Photo issue du site de l'Assemblée nationale ou de WikipediaLaurent Garcia :

Entre les mois de septembre et de décembre derniers, les Assises nationales de la mobilité ont permis de faire émerger les priorités de nos concitoyens en matière de transports. L'un des principaux volets de cette consultation concernait la solidarité et la lutte contre les fractures sociales et territoriales. L'accès à des moyens de transport efficaces et disponibles est, pour beaucoup de Français, une condition nécessaire à l'obtention d'un emploi, à l'accès à une formation ou à des services de santé.
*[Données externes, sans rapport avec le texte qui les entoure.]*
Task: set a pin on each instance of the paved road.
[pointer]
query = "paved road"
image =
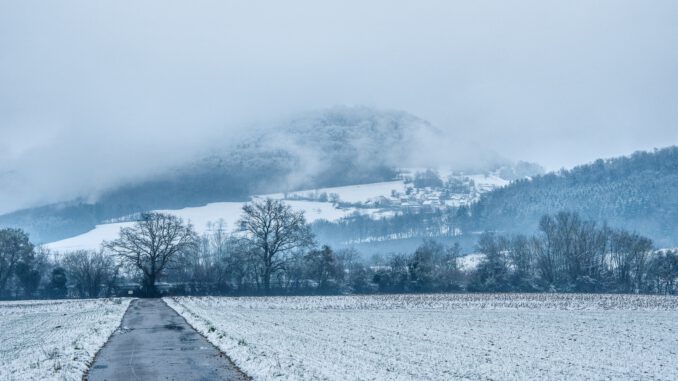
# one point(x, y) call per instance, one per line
point(155, 343)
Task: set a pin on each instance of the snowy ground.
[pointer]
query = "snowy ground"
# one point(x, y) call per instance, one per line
point(54, 340)
point(443, 337)
point(227, 212)
point(230, 212)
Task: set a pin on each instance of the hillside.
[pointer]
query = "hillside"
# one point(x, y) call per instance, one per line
point(334, 147)
point(638, 192)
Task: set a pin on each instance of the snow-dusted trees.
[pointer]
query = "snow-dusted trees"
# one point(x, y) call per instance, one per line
point(274, 232)
point(324, 268)
point(152, 244)
point(90, 271)
point(16, 251)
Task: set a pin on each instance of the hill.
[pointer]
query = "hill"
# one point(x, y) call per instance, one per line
point(638, 192)
point(338, 146)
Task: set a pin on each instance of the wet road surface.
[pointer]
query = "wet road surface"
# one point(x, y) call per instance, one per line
point(155, 343)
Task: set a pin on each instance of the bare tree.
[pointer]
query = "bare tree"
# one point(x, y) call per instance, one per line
point(90, 270)
point(275, 231)
point(152, 244)
point(14, 248)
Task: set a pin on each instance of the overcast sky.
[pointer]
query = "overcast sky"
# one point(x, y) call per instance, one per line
point(93, 92)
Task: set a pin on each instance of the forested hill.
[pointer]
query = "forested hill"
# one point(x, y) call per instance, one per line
point(638, 192)
point(338, 146)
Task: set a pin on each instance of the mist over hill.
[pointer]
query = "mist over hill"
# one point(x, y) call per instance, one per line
point(337, 146)
point(636, 192)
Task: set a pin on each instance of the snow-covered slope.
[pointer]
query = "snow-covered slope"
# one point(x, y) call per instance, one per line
point(378, 200)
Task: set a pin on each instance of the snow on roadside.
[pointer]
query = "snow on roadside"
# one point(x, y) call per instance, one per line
point(55, 339)
point(442, 337)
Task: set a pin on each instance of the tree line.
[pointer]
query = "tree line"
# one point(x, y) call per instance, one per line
point(274, 251)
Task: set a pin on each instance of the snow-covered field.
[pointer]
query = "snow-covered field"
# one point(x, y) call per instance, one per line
point(443, 337)
point(54, 340)
point(227, 212)
point(230, 212)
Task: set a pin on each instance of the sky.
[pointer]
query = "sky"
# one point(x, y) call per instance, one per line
point(96, 93)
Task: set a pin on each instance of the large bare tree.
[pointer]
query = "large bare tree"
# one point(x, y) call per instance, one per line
point(274, 231)
point(152, 244)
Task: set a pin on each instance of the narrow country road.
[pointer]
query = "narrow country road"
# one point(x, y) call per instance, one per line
point(155, 343)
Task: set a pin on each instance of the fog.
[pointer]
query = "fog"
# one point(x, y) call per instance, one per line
point(93, 94)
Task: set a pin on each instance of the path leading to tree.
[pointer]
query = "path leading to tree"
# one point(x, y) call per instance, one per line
point(155, 343)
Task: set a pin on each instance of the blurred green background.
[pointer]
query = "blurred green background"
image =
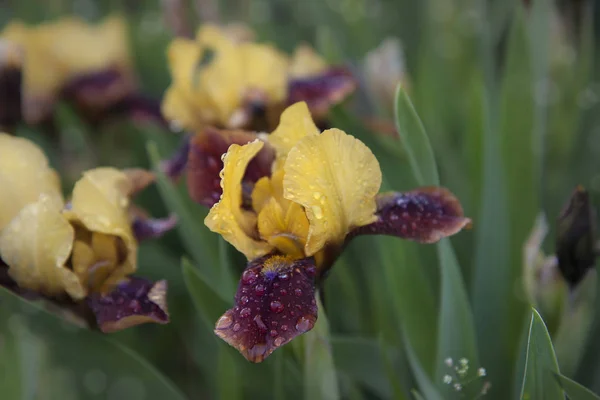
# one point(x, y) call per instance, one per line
point(509, 98)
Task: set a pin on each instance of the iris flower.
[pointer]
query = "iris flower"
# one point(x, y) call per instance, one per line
point(88, 65)
point(79, 254)
point(290, 201)
point(221, 80)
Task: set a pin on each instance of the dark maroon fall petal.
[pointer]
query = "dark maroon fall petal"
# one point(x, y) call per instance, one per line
point(425, 215)
point(576, 237)
point(204, 162)
point(322, 91)
point(275, 302)
point(152, 228)
point(174, 166)
point(133, 302)
point(94, 93)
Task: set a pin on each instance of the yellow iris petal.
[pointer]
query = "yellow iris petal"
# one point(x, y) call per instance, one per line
point(24, 175)
point(42, 73)
point(227, 217)
point(35, 245)
point(100, 203)
point(84, 48)
point(284, 229)
point(295, 124)
point(335, 177)
point(306, 62)
point(266, 188)
point(265, 69)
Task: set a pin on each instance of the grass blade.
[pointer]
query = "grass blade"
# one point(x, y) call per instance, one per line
point(538, 381)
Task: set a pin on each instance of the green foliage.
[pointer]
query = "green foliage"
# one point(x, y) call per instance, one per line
point(500, 107)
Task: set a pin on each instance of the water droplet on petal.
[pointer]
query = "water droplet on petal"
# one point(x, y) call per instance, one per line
point(303, 324)
point(248, 277)
point(317, 211)
point(276, 306)
point(245, 313)
point(260, 290)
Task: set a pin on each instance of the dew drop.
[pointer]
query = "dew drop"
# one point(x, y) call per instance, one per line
point(224, 322)
point(303, 324)
point(260, 290)
point(276, 306)
point(248, 277)
point(245, 313)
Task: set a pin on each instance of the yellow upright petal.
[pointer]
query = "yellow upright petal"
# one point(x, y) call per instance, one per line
point(35, 245)
point(265, 69)
point(295, 124)
point(24, 176)
point(284, 229)
point(306, 62)
point(227, 217)
point(100, 203)
point(335, 177)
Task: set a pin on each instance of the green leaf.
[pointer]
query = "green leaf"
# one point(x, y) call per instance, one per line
point(82, 355)
point(360, 359)
point(456, 332)
point(541, 364)
point(574, 390)
point(320, 378)
point(456, 339)
point(426, 387)
point(208, 302)
point(415, 141)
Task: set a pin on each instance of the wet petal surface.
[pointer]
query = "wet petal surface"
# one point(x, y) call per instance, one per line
point(132, 302)
point(425, 215)
point(275, 302)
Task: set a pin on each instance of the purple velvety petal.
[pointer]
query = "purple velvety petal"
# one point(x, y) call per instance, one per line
point(425, 215)
point(174, 166)
point(133, 302)
point(275, 302)
point(205, 164)
point(151, 228)
point(94, 93)
point(322, 91)
point(576, 237)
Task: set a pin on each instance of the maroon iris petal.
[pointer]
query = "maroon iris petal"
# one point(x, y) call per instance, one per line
point(93, 93)
point(425, 215)
point(133, 302)
point(275, 302)
point(174, 166)
point(205, 164)
point(322, 91)
point(151, 228)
Ces assises doivent déboucher, dans le courant de l'année, sur l'élaboration d'un projet de loi d'orientation des mobilités.
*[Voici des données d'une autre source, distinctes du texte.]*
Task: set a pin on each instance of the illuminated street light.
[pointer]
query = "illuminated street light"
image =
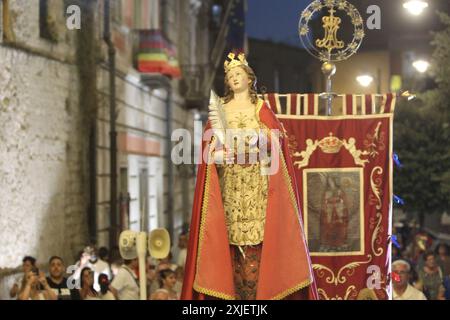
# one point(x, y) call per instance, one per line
point(364, 80)
point(421, 65)
point(415, 7)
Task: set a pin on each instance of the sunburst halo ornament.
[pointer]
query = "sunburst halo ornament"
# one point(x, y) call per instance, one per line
point(331, 48)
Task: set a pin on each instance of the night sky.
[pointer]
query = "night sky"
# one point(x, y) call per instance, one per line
point(275, 20)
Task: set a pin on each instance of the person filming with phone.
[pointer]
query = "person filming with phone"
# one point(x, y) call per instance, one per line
point(36, 287)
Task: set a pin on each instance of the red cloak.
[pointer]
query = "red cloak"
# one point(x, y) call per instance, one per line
point(285, 268)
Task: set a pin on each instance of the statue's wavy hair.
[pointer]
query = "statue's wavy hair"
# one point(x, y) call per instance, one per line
point(229, 94)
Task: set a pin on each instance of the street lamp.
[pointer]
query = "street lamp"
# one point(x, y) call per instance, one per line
point(415, 7)
point(364, 80)
point(421, 65)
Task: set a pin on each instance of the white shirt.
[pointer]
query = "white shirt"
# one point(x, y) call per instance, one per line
point(100, 267)
point(410, 293)
point(125, 282)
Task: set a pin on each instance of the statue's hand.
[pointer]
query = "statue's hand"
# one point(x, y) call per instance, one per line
point(223, 157)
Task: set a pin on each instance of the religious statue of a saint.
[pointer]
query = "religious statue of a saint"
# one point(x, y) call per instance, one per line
point(246, 234)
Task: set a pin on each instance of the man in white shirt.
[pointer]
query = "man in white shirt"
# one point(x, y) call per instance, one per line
point(402, 289)
point(125, 285)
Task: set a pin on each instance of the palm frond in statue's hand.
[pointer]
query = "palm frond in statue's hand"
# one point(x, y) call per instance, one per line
point(217, 117)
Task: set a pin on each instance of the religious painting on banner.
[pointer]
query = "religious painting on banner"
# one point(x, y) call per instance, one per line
point(343, 167)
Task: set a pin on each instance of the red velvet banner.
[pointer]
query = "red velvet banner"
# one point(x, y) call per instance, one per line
point(343, 166)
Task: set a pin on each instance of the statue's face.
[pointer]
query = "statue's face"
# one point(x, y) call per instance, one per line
point(238, 80)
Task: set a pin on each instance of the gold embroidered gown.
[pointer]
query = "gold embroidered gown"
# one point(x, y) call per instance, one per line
point(244, 195)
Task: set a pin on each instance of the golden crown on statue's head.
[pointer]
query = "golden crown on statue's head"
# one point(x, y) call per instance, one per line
point(330, 144)
point(232, 62)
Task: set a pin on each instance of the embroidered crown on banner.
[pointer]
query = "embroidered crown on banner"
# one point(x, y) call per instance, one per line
point(330, 144)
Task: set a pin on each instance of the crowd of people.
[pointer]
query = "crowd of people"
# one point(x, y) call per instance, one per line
point(420, 267)
point(97, 275)
point(420, 271)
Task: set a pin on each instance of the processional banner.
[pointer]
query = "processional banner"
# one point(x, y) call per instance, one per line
point(343, 167)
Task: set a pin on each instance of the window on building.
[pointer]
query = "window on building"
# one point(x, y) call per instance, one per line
point(47, 22)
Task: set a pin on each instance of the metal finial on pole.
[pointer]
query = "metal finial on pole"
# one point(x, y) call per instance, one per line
point(328, 69)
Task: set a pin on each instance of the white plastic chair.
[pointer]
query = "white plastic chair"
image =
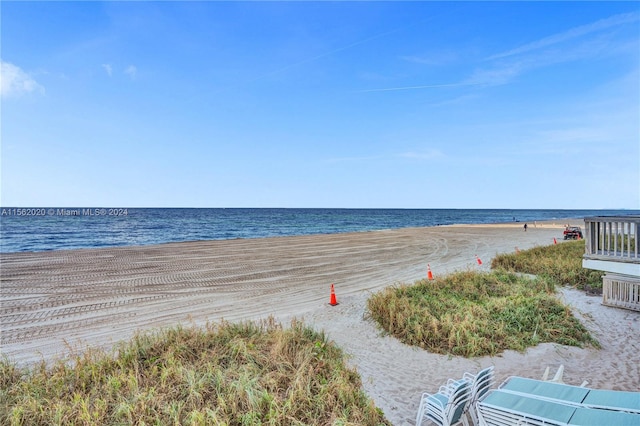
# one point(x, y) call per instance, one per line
point(447, 406)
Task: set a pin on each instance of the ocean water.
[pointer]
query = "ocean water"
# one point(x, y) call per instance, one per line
point(41, 229)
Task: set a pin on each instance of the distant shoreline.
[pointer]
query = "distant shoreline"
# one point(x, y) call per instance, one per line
point(128, 227)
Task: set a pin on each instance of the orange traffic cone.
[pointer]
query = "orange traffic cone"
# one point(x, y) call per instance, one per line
point(333, 301)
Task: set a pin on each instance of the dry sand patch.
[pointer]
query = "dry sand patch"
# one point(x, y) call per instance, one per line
point(53, 301)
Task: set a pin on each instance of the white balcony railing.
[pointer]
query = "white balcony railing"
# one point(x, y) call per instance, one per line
point(612, 238)
point(611, 245)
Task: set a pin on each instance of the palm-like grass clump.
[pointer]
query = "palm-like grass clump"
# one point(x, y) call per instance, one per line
point(562, 263)
point(222, 374)
point(475, 314)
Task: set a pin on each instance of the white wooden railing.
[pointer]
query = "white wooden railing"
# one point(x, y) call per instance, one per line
point(611, 245)
point(612, 238)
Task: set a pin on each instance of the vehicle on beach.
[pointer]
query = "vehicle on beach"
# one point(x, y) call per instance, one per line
point(572, 233)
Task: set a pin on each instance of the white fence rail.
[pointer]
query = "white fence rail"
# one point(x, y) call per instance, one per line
point(613, 238)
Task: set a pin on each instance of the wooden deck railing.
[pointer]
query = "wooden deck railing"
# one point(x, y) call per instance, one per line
point(612, 245)
point(612, 238)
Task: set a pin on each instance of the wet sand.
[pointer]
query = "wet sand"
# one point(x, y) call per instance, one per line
point(59, 301)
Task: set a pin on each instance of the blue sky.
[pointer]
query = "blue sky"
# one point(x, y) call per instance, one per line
point(327, 104)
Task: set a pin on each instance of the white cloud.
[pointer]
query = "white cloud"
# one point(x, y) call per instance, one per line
point(15, 82)
point(423, 155)
point(108, 69)
point(582, 30)
point(131, 71)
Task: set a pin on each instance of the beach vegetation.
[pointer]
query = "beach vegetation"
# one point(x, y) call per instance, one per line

La question de la gratuité des transports scolaires illustre aujourd'hui l'existence de réelles inégalités sociales et territoriales. Si l'on comprend la nécessité de favoriser l'accès des élèves aux transports, on ne peut pas pour autant se réfugier derrière des principes louables mais irréalistes au regard de la structure du financement des autorités organisatrices de la mobilité (AOM). Derrière la gratuité que vous proposez, il y a toujours quelqu'un qui doit payer : chacun sait qu'un service se finance soit par le tarif, soit par le contribuable, et dans la majorité des cas par un « mixe » des deux.

Instaurer la gratuité des transports scolaires, qui revient à transférer le mode de financement des AOM des recettes commerciales vers plus d'impôts via une augmentation du versement transport, se heurtera aux limites structurelles de ce dernier. Or c'est bien le versement transport qui a jusqu'ici permis de financer la gratuité des transports en commun là où elle a été testée.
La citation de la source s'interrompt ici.